I've always enjoyed the small-town feel the Bucks provide. In a league full of bright lights and big cities, Milwaukee is the one NBA place everyone seems to forget.
Part of that is the Bucks haven't really been relevant in about a decade (or more). Part of it is there's simply nothing flashy about the franchise -- from their hunter green-and-red color scheme to the names on the back of their uniforms to their location on the pro basketball map.
Free agents don't exactly flock to the frozen tundra.
And while not everyone knows this, the Bucks do indeed have a proud tradition. Kareem Abdul-Jabbar and Oscar Robertson teamed up there (and won 66 games and a championship in 1971). Dave Cowens played there, too. So did Ray Allen.
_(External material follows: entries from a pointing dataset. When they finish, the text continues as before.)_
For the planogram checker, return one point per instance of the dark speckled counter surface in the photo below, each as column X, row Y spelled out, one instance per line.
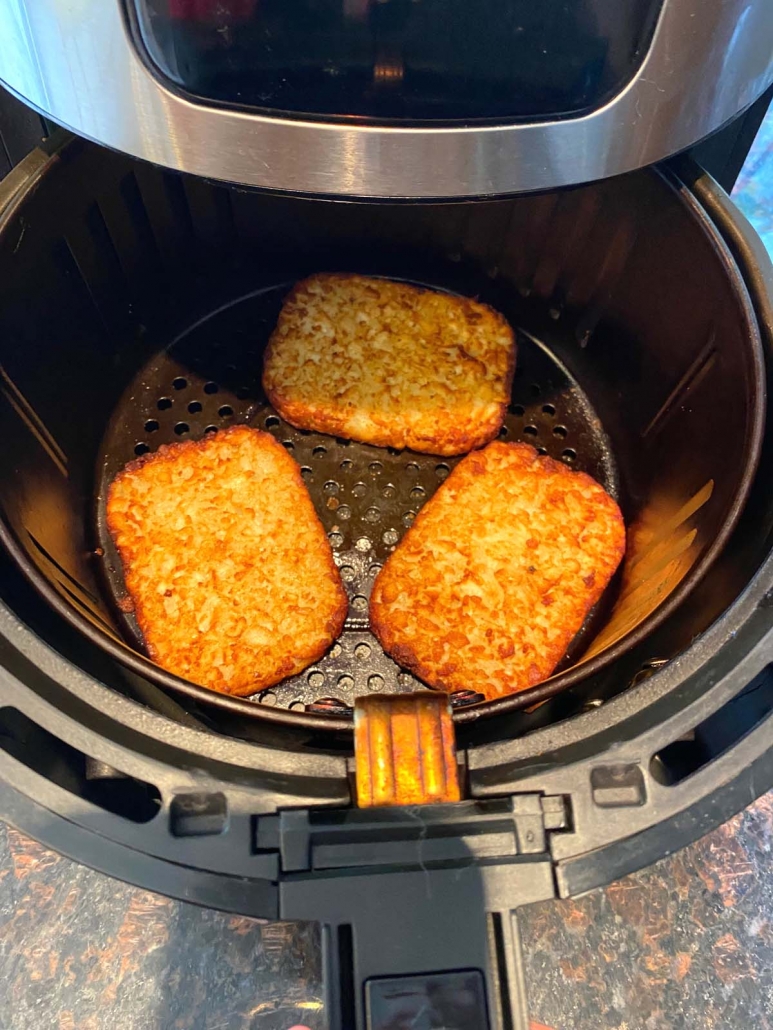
column 685, row 945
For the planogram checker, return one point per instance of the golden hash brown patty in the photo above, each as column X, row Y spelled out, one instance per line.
column 498, row 572
column 226, row 562
column 390, row 365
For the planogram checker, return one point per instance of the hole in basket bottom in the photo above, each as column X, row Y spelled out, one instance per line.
column 75, row 771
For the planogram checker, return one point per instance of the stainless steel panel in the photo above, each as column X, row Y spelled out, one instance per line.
column 73, row 60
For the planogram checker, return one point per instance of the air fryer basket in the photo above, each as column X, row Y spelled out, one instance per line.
column 136, row 303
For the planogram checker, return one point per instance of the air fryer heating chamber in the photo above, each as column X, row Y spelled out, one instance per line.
column 135, row 304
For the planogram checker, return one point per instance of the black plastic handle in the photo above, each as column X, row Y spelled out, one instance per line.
column 419, row 914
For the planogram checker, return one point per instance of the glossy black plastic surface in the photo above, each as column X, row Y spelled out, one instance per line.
column 415, row 60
The Bucks are unassuming, but they are an NBA franchise that matters. Their fans are passionate and those associated with the organization (either current or previously) always consider it a special connection.
"I have a lot of fond memories of Milwaukee," former Bucks and current Portland Trail Blazers coach Terry Stotts said earlier this week.
Among Stotts' memories: The 2000-01 season, when he was an assistant under George Karl. The Bucks advanced to the Eastern Conference finals that year. After a stint in Atlanta, Stotts became the head coach of the Bucks in 2005, guiding them to the playoffs in his first season.
Like everyone in the NBA, Stotts heard the news about Senator Herb Kohl, who has owned the Bucks since 1985. Kohl said he's looking for additional ownership partners. He stressed that any potential co-owners must be committed to keeping the team in Milwaukee.
Of course, all that does is lead to speculation. What if Kohl fails to find partners? What if he's forced to sell the team to a new group? What if the Bucks become the Seattle SuperSonics?
Right now, speculation is all it is. Still, it has a lot of people who appreciate the Bucks feeling a little on edge.
"I had coffee with Senator Kohl when we played in Milwaukee (Nov. 20)," Stotts said of the Blazers' lone visit of the season. "I'm very fond of him and what he's done for the franchise and the city, and the fact he wants to keep the team there. I hope it works out, because I have a lot of respect for him and the franchise."
The Bucks have compiled just two winning seasons since that run to the East finals under Karl and Stotts. Today, they're a miserable 5-19 heading into Friday's game at Cleveland. Their season has already become a painful growing process and little more than an audition for next year. A trip to the NBA Draft lottery and a high pick would serve them well. The good news is, they're likely to get both.
Will it be enough to interest possible investors and save the Bucks?
Real NBA fans, people who understand what this team means to its city and its league, certainly hope so.
"I'll tell you what, when we went to the conference finals, it was a great basketball town," Stotts said. "We were rocking the Bradley Center. It was a great home court. They have great fans."
Stotts has seen the best and worst of Milwaukee basketball. And he believes it can endure. I, for one, hope he's right. And I know I'm not alone.
"It's been tough, but I know what can happen when you have a winning team there," Stotts said.